В «Комсомолке» нашел: «Опытный и матёрый Михаил Чижик будет экзаменовать новое поколение шахматных талантов». Матёрый Чижик. Вот так. Дожил. Был юным талантом, а стал матерым экзаменатором. Время — лучший, и самый беспощадный, тренер. Оно поставит мат каждому. Но хотелось бы попозже.

Пробегаю глазами состав турнира. Умеренно-представительный. Шестнадцать участников. Тринадцать гроссмейстеров, три международных мастера — крепкие середняки, но с амбициями. Восемь наших, советских. Восемь иностранцев. Из иноземцев пятеро — братья по лагерю социализма (югослав — брат двоюродной, но все же не капиталист), и трое представляют «капитал». Трое — моложе меня. Голландец — спокойный, методичный. Исландец — нордический, опасный. Бакинец — горячий, талантливый. Ещё трое — ровесники. А вот девятеро — старше. Седые, или лысые, или с животами. Но «матёрый», конечно, я. Потому что чемпион. Потому что имя. Потому что на мне фокус. Ладно, правильно написали в «Комсомолке». Кто чемпион, тот и матёрый! На то он и чемпион, чтобы быть мишенью для всех.

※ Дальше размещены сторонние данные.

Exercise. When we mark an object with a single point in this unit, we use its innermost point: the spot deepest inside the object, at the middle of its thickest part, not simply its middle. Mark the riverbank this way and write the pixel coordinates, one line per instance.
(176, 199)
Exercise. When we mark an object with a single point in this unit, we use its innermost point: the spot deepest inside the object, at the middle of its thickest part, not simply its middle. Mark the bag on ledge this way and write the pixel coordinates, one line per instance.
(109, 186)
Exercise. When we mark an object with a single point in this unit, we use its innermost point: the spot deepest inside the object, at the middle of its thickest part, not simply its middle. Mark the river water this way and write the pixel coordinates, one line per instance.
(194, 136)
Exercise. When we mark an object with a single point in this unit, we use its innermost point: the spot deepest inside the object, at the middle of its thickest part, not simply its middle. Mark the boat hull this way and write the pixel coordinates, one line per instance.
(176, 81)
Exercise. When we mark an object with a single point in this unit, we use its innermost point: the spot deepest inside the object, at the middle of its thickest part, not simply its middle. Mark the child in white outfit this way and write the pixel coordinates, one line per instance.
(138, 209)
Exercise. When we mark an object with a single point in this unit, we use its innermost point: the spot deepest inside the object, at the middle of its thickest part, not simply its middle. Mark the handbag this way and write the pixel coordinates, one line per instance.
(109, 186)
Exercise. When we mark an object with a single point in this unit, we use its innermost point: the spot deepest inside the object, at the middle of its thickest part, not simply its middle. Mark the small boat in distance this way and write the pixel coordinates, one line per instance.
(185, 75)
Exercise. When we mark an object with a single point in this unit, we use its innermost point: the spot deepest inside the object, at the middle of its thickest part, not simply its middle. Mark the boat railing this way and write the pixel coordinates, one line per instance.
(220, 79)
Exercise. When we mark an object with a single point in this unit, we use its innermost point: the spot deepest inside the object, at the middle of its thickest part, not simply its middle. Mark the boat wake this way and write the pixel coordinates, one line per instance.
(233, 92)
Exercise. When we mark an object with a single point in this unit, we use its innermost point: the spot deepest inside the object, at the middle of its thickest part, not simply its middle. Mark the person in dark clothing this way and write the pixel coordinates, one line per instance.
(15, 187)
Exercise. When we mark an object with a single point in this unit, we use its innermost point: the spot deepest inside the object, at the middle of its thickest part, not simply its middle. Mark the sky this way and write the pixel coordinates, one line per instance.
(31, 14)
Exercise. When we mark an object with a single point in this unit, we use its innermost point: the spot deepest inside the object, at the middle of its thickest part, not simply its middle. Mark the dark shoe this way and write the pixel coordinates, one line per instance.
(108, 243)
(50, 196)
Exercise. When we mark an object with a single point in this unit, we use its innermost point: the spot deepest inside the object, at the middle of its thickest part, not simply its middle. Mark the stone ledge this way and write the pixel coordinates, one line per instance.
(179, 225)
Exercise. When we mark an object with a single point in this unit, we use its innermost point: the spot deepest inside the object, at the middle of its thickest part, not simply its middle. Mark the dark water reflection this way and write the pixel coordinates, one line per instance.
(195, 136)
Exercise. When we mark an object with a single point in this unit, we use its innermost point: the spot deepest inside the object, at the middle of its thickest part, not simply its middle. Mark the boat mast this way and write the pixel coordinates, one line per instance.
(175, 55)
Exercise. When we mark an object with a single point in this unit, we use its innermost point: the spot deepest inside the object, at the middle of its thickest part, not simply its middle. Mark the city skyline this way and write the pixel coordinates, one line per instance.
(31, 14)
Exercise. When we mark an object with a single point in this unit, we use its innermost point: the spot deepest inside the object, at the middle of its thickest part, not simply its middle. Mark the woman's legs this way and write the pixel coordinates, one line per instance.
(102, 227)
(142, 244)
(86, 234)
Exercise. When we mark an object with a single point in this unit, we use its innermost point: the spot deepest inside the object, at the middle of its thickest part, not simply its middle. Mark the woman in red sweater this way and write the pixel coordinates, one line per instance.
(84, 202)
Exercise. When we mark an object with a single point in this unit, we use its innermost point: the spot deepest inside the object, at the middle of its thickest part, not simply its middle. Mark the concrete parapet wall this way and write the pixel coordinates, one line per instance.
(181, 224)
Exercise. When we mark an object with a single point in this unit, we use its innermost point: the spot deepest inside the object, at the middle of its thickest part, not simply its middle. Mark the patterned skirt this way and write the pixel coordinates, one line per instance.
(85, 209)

Тихонько, но настойчиво зазвонил телефон. Не тот кремлевский, что в санатории, а обычный, сочинский. Трубку подняла Надежда. Послушала секунду, просто сказала: «Хорошо», вернула трубку на место и повернулась ко мне. В её глазах — смесь привычной заботы и легкого волнения перед началом действия.

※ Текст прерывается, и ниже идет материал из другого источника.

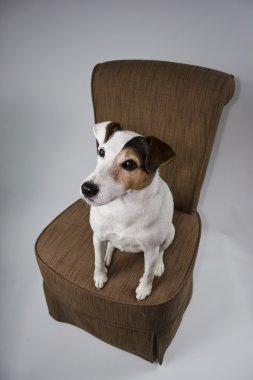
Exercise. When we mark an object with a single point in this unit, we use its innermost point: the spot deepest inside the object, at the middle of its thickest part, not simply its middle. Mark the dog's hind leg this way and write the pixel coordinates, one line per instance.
(109, 252)
(160, 265)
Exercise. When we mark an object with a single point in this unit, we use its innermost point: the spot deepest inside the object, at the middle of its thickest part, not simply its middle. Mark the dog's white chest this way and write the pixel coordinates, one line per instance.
(133, 226)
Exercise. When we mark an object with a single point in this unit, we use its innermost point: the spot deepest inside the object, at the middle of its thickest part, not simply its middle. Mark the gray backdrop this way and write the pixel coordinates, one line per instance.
(47, 52)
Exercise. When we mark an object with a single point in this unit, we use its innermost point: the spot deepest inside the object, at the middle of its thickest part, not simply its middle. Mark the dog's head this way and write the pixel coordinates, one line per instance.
(126, 161)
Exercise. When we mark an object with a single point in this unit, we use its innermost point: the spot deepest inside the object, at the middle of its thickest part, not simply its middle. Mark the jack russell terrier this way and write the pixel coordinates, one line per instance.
(131, 206)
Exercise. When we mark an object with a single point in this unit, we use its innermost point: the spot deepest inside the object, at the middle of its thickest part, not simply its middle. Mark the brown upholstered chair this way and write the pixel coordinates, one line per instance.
(181, 104)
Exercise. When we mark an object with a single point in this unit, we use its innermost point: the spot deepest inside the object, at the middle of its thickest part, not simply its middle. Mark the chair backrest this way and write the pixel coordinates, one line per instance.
(178, 103)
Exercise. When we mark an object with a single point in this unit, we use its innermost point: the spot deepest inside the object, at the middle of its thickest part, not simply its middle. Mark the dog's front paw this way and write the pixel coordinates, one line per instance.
(143, 291)
(100, 278)
(159, 269)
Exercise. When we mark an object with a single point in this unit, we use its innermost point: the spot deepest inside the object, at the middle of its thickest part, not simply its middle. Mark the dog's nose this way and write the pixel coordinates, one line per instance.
(89, 189)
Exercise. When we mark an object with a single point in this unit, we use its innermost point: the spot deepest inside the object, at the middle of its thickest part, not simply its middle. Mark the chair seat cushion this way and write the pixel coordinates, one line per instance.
(65, 256)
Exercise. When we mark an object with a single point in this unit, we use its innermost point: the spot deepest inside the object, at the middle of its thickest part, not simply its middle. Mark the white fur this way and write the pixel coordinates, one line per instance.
(132, 221)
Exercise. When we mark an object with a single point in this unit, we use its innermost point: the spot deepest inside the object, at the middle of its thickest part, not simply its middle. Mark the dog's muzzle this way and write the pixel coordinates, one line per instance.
(89, 189)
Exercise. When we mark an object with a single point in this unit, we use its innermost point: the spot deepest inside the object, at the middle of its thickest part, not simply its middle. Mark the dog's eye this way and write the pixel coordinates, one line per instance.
(129, 165)
(101, 152)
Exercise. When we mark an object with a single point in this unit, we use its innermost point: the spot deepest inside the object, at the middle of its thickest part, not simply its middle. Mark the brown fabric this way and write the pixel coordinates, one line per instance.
(180, 104)
(66, 260)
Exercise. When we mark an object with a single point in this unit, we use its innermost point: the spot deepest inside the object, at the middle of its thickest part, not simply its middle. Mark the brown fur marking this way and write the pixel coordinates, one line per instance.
(134, 180)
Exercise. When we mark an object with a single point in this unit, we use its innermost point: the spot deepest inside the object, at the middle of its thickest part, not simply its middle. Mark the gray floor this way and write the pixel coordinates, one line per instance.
(48, 50)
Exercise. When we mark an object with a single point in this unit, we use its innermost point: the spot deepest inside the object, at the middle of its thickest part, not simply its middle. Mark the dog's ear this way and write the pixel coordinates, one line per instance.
(152, 152)
(104, 131)
(158, 154)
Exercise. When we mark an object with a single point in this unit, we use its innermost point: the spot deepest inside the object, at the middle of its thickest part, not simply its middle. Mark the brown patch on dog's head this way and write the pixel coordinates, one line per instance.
(134, 178)
(152, 151)
(111, 128)
(136, 165)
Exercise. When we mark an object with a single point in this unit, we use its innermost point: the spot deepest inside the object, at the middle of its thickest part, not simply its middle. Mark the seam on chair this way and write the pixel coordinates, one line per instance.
(92, 90)
(112, 299)
(181, 311)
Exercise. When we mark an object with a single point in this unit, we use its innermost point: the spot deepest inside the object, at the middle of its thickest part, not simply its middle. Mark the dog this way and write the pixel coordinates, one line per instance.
(131, 206)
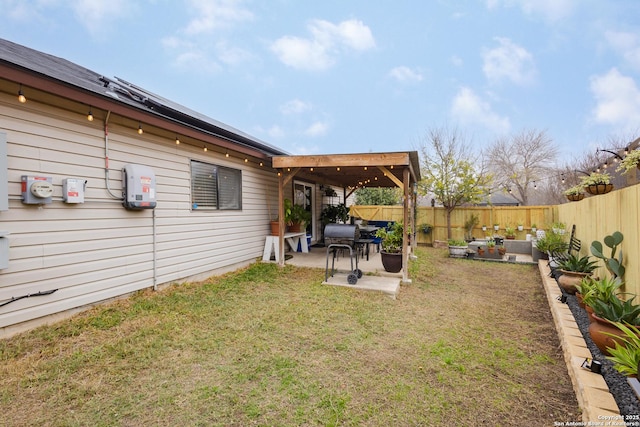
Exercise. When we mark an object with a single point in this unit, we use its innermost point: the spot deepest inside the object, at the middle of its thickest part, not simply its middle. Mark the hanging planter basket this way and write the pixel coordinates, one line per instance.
(596, 189)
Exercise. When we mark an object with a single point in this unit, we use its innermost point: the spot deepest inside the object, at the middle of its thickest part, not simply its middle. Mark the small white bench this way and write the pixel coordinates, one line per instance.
(272, 244)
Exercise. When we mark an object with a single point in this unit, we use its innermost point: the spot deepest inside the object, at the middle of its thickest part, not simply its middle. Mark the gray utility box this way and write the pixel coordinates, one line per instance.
(4, 249)
(139, 187)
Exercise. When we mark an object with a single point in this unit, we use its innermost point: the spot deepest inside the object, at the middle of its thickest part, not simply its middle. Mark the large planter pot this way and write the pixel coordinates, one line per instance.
(570, 279)
(599, 328)
(295, 227)
(458, 251)
(596, 189)
(391, 261)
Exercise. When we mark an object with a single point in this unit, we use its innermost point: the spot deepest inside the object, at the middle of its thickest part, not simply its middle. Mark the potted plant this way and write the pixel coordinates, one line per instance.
(574, 268)
(575, 193)
(469, 225)
(457, 248)
(426, 228)
(510, 232)
(491, 245)
(613, 263)
(597, 183)
(501, 250)
(630, 162)
(391, 247)
(603, 331)
(626, 353)
(296, 216)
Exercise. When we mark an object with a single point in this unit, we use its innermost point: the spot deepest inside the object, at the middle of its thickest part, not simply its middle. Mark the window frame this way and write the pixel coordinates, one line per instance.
(223, 199)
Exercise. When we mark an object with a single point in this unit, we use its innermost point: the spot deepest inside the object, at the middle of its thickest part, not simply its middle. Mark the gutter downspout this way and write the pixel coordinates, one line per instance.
(106, 157)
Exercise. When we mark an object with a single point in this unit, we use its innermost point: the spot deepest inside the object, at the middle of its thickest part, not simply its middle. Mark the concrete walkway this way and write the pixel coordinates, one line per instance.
(374, 277)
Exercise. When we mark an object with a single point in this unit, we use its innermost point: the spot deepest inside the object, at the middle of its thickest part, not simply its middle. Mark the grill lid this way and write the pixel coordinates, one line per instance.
(341, 232)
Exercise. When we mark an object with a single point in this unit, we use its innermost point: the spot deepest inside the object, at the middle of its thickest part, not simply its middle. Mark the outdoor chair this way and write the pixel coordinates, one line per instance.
(561, 251)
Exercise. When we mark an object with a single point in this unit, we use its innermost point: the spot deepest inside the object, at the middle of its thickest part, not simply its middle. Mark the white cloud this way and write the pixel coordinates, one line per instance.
(317, 129)
(295, 106)
(550, 10)
(626, 44)
(405, 75)
(327, 41)
(508, 61)
(275, 131)
(211, 15)
(98, 17)
(618, 99)
(469, 109)
(456, 61)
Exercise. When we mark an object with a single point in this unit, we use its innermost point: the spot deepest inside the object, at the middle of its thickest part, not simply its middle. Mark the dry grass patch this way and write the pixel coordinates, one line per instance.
(468, 343)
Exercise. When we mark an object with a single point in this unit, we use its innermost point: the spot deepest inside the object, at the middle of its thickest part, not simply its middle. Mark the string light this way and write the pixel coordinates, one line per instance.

Пора, Чижик, — сказала она просто. — Тебя ждут. Открытие турнира через пятнадцать минут. Торжественное открытие!

Последние слова она произнесла с легкой, едва уловимой иронией. Это «торжественное» висело в воздухе, как декорация. Но декорация обязательная. Как зеленое сукно столов, как фигуры Стаунтона, как микрофоны и фотографы. Игра начиналась. Не та, что на шахматной доске — та была позже. А та, что всегда: игра в значительность, в важность момента, в торжественность бытия. И моя роль в ней была предписана: Матёрый Чижик. Опытный. Экзаменатор. Я вздохнул, допил последний глоток уже остывшего зеленого чая, «Советского Краснодара», ощутив его травянистую горечь на языке. Пора выходить на сцену.

Глава 14

26 мая 1980 года, понедельник

Необыкновенный концерт

Если для обыкновенного человека понедельник — начало трудовой страды, окрашенное для одних радостной надеждой, а для других — привычной горечью, то для нас, участников шахматного турнира, это день отдыха. Правда, не для всех: есть те, кому придётся доигрывать отложенные партии. Но я не из таковских. В первых двух турах всё решилось в основное время. Оба мои противника сдались в основное время, хотя и по-разному. Один — стремительно, на двадцать первом ходу, словно споткнулся о собственную тень. Второй же, напротив, бился до последнего, аж до тридцать седьмого хода, и получил мат. Упорный человек. Таких уважаешь. Не за результат, разумеется, а за эту упрямую волю к сопротивлению, когда всё уже предрешено.